Watch a video of this lecture.

5.1 Introduction

One basic idea to make writing reproducible reports easier is what’s known as literate statistical programing (or sometimes called literate statistical practice). This comes from the idea of literate programming in the area of writing computer programs.

The idea is to think of a report or a publication as a stream of text and code. The text is readable by people and the code is readable by computers. The analysis is described in a series of text and code chunks. Each kind of code chunk will do something like load some data or compute some results. Each text chunk will relay something in a human readable language. There might also be presentation code that formats tables and figures and there’s article text that explains what’s going on around all this code. This stream of text and code is a literate statistical program or a literate statistical analysis.

5.2 Weaving and Tangling

Literate programs by themselves are a bit difficult to work with, but they can be processed in two important ways. Literate programs can be weaved to produce human readable documents like PDFs or HTML web pages, and they can tangled to produce machine-readable “documents”, or in other words, machine readable code.

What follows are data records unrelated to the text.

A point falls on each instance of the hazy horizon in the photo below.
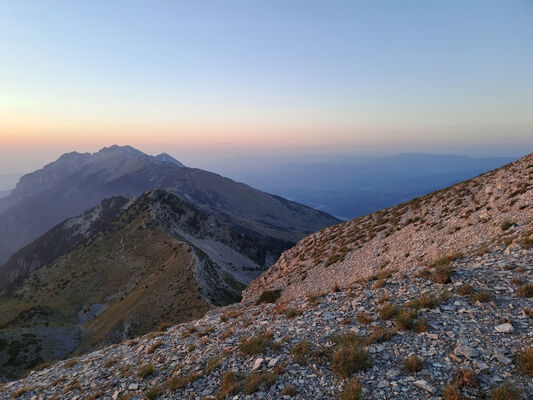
(214, 80)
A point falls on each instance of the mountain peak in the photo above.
(129, 151)
(164, 157)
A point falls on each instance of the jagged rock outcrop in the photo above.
(439, 340)
(77, 182)
(121, 269)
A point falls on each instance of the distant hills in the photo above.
(493, 208)
(354, 186)
(78, 181)
(162, 243)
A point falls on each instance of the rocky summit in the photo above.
(457, 330)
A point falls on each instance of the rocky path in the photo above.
(405, 336)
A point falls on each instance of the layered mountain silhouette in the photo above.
(428, 298)
(79, 181)
(494, 207)
(140, 257)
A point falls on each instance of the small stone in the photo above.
(463, 349)
(257, 364)
(504, 328)
(422, 384)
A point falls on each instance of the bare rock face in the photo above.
(319, 347)
(496, 207)
(77, 182)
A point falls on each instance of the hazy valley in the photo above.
(389, 286)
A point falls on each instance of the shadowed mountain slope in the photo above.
(76, 182)
(124, 267)
(496, 206)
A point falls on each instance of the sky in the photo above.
(207, 79)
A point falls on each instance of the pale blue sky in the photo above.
(208, 76)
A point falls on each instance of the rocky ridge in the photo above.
(494, 207)
(461, 330)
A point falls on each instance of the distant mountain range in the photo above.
(78, 181)
(355, 186)
(161, 243)
(492, 208)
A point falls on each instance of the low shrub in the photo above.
(145, 371)
(413, 364)
(506, 391)
(442, 274)
(153, 393)
(387, 311)
(300, 351)
(525, 360)
(525, 290)
(466, 377)
(353, 390)
(269, 296)
(348, 360)
(257, 381)
(482, 296)
(230, 384)
(251, 346)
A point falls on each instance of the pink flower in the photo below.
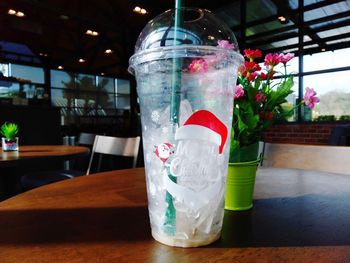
(198, 65)
(260, 97)
(264, 76)
(272, 59)
(286, 57)
(239, 92)
(225, 44)
(252, 54)
(310, 98)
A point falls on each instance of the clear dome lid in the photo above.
(198, 28)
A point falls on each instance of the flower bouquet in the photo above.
(260, 101)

The basic idea behind literate programming in order to generate the different kinds of output you might need, you only need a single source document—you can weave and tangle to get the rist. In order to use a system like this you need a documentational language, that’s human readable, and you need a programming language that’s machine readable (or can be compiled/interpreted into something that’s machine readable).

5.3 Sweave

One of the original literate programming systems in R that was designed to do this was called Sweave. Sweave uses a documentation program called LaTeX and a programming language, which obviously is R. It was originally developed by Fritz Leisch, who is a core member of R, and the code base is still maintained by R Core. The Sweave system comes with a any installation of R.

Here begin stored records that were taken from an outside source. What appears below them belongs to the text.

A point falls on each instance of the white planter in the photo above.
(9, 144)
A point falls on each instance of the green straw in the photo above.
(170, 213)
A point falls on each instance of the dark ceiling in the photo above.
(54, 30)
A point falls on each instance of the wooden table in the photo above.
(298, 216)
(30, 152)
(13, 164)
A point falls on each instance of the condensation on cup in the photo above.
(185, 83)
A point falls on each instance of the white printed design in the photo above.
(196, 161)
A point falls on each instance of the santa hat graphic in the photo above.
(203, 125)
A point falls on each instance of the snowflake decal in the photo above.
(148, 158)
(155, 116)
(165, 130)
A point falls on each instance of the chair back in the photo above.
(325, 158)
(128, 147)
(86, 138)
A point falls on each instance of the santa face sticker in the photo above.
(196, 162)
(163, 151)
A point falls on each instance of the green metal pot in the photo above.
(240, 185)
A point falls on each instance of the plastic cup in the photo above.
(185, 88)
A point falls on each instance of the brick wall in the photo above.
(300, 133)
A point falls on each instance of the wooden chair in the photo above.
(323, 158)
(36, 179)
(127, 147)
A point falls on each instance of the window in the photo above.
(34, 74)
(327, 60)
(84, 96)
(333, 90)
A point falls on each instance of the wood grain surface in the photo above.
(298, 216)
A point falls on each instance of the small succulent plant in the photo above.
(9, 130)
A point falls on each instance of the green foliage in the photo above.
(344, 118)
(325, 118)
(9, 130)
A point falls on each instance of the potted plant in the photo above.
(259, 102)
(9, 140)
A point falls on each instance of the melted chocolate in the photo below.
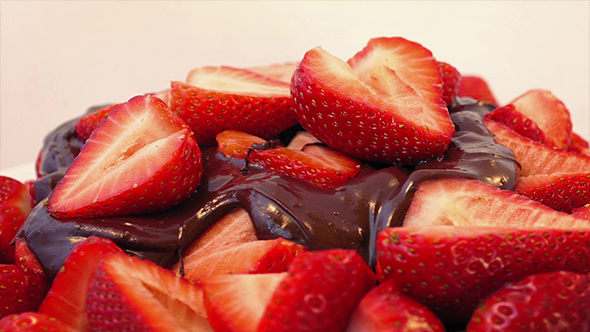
(346, 217)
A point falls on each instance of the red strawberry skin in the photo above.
(140, 159)
(319, 293)
(477, 88)
(451, 81)
(559, 191)
(209, 112)
(373, 112)
(33, 322)
(321, 166)
(451, 269)
(67, 297)
(534, 157)
(557, 301)
(15, 205)
(386, 309)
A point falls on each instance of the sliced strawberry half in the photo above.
(451, 82)
(33, 322)
(230, 246)
(451, 269)
(140, 159)
(386, 309)
(320, 166)
(15, 206)
(384, 105)
(318, 293)
(534, 157)
(66, 299)
(128, 294)
(557, 301)
(477, 88)
(559, 191)
(281, 71)
(462, 202)
(214, 99)
(550, 115)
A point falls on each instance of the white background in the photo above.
(57, 58)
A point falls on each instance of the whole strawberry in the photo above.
(557, 301)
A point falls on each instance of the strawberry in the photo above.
(579, 144)
(320, 166)
(129, 294)
(236, 302)
(230, 246)
(516, 121)
(139, 155)
(477, 88)
(451, 269)
(86, 126)
(67, 297)
(214, 99)
(15, 205)
(386, 309)
(549, 114)
(390, 113)
(557, 301)
(582, 211)
(463, 202)
(534, 157)
(451, 81)
(33, 322)
(318, 293)
(280, 71)
(559, 191)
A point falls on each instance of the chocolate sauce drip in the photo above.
(346, 217)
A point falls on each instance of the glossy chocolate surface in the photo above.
(346, 217)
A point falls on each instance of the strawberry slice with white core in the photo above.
(230, 246)
(129, 294)
(549, 113)
(534, 157)
(140, 159)
(214, 99)
(236, 303)
(384, 105)
(463, 202)
(280, 71)
(323, 167)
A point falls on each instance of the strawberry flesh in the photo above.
(557, 301)
(384, 105)
(451, 269)
(320, 166)
(463, 202)
(129, 294)
(214, 99)
(140, 159)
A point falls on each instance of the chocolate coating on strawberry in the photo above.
(349, 216)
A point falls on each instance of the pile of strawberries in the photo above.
(469, 256)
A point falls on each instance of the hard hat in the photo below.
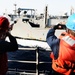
(70, 24)
(4, 23)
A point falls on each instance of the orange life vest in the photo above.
(65, 63)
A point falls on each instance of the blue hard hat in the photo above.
(70, 24)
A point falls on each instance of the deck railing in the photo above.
(17, 71)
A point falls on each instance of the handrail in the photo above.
(37, 60)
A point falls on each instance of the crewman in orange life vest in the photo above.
(63, 48)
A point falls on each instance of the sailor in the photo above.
(63, 48)
(5, 46)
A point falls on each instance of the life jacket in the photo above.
(65, 63)
(3, 64)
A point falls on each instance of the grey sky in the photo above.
(55, 7)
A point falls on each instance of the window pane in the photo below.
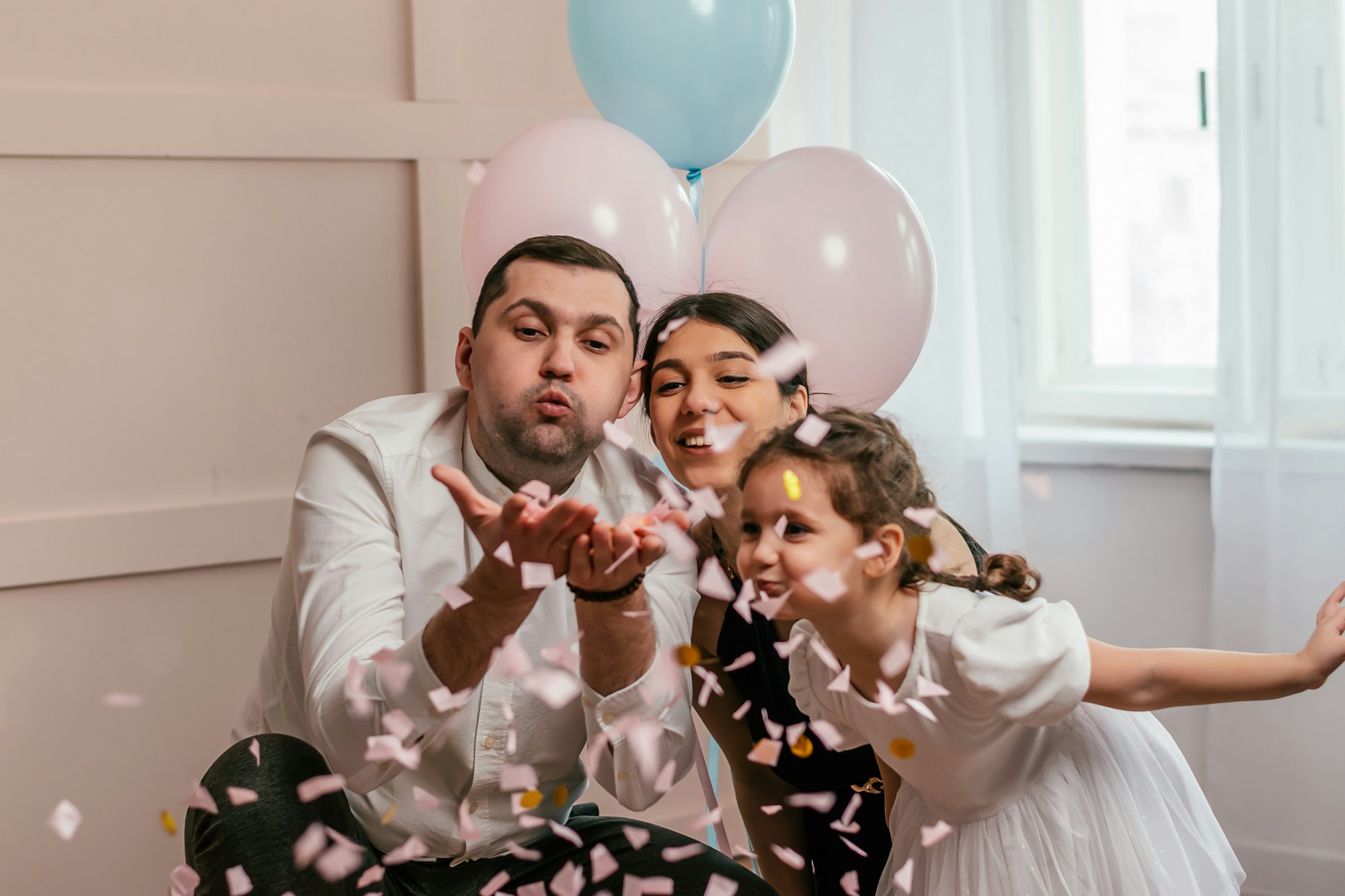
(1153, 181)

There are many limitations to the original Sweave system. One of the limitations is that it is focused primarily on LaTeX, which is not a documentation language that many people are familiar with. Therefore, it can be difficult to learn this type of markup language if you’re not already in a field that uses it regularly. Sweave also lacks a lot of features that people find useful like caching, and multiple plots per page and mixing programming languages.

5.4 knitr

One of the alternative that has come up in recent times is something called knitr. The knitr package for R takes a lot of these ideas of literate programming and updates and improves upon them. knitr still uses R as its programming language, but it allows you to mix other programming languages in. You can also use a variety of documentation languages now, such as LaTeX, markdown and HTML. knitr was developed by Yihui Xie while he was a graduate student at Iowa State and it has become a very popular package for writing literate statistical programs.

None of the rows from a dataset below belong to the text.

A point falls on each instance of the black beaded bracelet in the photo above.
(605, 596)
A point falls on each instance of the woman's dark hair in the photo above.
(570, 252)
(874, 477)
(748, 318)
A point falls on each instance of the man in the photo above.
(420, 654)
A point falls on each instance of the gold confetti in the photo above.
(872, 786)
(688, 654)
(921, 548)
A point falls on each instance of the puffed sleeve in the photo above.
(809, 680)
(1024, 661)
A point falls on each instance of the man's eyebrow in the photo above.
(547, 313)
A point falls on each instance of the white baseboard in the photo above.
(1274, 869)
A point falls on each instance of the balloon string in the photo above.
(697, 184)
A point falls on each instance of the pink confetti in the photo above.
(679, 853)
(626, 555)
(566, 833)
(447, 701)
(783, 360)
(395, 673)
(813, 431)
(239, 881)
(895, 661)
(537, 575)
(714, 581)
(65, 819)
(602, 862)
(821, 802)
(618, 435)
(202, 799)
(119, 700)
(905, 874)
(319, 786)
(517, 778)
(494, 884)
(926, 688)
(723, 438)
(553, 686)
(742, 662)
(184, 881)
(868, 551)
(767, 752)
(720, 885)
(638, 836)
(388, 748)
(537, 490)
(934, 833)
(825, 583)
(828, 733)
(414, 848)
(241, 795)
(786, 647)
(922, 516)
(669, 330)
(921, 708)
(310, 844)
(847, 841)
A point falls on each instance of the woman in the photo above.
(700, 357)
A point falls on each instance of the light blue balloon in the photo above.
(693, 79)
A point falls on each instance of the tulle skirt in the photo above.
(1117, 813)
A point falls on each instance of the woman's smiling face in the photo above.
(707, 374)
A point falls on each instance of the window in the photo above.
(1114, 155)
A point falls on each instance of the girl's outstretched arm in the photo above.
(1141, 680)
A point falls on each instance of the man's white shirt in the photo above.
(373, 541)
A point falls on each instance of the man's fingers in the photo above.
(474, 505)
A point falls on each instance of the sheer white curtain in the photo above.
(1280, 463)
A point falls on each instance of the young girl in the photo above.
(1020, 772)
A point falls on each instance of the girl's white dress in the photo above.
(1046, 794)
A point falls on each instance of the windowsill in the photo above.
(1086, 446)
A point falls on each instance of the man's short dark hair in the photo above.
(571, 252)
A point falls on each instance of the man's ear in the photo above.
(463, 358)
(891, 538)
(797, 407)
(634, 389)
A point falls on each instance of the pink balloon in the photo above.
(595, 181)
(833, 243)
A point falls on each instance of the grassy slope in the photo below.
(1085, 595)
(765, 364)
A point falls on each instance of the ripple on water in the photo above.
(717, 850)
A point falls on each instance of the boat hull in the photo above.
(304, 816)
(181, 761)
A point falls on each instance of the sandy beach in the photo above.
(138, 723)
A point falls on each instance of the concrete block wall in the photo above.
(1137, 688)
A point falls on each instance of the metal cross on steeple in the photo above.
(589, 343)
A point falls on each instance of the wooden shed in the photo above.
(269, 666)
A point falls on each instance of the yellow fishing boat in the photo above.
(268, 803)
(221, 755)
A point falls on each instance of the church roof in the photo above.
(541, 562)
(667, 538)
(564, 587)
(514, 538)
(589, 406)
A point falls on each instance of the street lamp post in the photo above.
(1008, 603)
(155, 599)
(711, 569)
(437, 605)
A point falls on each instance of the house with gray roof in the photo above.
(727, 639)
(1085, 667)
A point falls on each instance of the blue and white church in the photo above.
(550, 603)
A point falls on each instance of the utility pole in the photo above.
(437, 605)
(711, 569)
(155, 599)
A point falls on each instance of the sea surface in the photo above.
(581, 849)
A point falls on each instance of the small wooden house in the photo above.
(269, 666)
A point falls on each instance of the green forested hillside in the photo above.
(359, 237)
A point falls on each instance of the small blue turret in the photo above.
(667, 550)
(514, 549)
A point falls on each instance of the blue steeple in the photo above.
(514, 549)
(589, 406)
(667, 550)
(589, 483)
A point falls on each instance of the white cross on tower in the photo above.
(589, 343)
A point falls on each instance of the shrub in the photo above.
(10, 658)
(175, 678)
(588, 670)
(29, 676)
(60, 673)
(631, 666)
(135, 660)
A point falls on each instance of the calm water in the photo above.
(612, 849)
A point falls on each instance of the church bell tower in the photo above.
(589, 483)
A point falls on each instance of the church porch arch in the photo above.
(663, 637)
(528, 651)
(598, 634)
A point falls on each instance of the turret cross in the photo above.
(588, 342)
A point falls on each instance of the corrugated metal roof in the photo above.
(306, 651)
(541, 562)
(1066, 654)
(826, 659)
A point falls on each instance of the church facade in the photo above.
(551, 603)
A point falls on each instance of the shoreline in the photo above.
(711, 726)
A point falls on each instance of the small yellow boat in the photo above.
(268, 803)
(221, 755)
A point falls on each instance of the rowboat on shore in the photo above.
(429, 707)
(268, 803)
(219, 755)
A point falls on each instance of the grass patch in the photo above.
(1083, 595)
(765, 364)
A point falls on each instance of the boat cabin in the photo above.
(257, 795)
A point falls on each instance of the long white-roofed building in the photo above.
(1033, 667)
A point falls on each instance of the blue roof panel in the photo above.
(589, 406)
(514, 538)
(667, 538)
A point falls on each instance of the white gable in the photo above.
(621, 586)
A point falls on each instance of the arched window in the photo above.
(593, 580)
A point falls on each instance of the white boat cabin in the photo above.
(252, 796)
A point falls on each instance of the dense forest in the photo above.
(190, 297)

5.5 DEMO: Creating and Knitting Your First R Markdown Document

When creating your first R Markdown document, in RStudio you can

  1. Go to File > New File > R Markdown…

  2. Feel free to edit the Title

  3. Make sure to select “Default Output Format” to be HTML

  4. Click “OK”. RStudio creates the R Markdown document and places some boilerplate text in there just so you can see how things are setup.

  5. Click the “Knit” button (or goto File > Knit Document) to make sure you can create the HTML output

5.6 Summary

  • Literate statistical programming tools can make it easier to write up reproducible documents containing data analyses.

  • Sweave was one of the first literate statistical programming tools, which weaved together a statistical language (R) with a markup language (LaTeX).

  • knitr is a package that builds on the work of Sweave and provides much more powerful functionality, including the ability to write in Markdown and create a variety of output formats.